Jared Brey, in his April 25, 2019 article in U.S. News and World Report, “How an Evolving Movement Pushed NYC to Address the Climate Crisis,” states that “[i]n the city, around 70% of carbon emissions are produced by buildings, and around half of all building emissions are produced by just 2% of structures larger than 25,000 square feet that are covered by the bill.”
The level of development, population density and relative economic power of a city such as New York have made this bill particularly interesting to other jurisdictions around the globe which may be considering their own similar legislation.

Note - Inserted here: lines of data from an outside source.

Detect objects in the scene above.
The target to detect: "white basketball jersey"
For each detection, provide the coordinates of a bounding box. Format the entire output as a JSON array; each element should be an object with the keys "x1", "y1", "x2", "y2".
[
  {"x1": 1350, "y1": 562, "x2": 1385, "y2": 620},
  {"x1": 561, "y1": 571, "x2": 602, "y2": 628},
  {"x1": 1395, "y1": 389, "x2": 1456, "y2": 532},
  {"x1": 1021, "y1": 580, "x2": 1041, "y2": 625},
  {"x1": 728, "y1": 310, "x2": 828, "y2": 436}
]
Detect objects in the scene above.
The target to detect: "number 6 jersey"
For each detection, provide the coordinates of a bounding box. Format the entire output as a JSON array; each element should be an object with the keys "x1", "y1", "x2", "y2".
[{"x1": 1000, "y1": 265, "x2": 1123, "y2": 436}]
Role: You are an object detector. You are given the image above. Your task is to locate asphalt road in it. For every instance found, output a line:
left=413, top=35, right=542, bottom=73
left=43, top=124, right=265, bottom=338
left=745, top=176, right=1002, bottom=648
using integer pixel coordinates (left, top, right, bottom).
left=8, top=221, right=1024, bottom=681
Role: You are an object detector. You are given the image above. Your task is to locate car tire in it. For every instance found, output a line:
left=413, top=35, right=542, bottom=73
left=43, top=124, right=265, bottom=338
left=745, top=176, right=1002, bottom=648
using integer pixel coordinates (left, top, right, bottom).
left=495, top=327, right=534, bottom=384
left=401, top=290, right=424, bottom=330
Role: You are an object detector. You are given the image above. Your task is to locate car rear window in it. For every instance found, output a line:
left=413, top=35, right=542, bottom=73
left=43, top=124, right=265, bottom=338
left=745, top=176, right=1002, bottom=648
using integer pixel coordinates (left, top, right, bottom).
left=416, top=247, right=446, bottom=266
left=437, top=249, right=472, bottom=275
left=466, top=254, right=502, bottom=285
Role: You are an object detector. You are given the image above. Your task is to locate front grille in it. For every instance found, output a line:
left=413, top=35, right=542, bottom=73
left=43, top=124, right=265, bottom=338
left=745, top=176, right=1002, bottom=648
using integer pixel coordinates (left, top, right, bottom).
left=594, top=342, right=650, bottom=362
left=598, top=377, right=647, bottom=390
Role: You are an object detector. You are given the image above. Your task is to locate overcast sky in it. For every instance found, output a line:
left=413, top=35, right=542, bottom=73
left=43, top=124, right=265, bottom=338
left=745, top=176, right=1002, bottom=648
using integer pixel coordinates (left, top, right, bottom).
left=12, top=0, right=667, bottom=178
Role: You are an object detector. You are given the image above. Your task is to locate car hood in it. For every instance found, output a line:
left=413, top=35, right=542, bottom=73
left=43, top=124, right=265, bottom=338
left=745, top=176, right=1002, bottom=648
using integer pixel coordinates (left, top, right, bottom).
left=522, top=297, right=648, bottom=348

In his article, Brey cites David Miller, a former mayor of Toronto and the North American regional director for C40, a group of cities coordinating strategies to meet the goals of the Paris Agreement:
“I think what New York has done is globally significant … It’s really a huge step forward, using the city’s powers and influence to directly address a huge source of greenhouse gas emissions without waiting for the national government or the international community to act.”
Several other jurisdictions have already begun to approach this issue, generally either by passing bills or creating task forces to further investigate how to meet stated emissions reduction goals. In 2018, Governor Jerry Brown of California signed an executive order with a stated goal of net-zero carbon emissions within the state by the year 2045. The California State Assembly subsequently passed a bill creating a task force to investigate the potential to reduce the emission of greenhouse gasses by both commercial and residential buildings by 2030, although their plan is not due until January 1, 2021. The city of San Jose has implemented new building standards for all new residential buildings to be net-carbon neutral by 2020, and all new commercial buildings must be so by 2030.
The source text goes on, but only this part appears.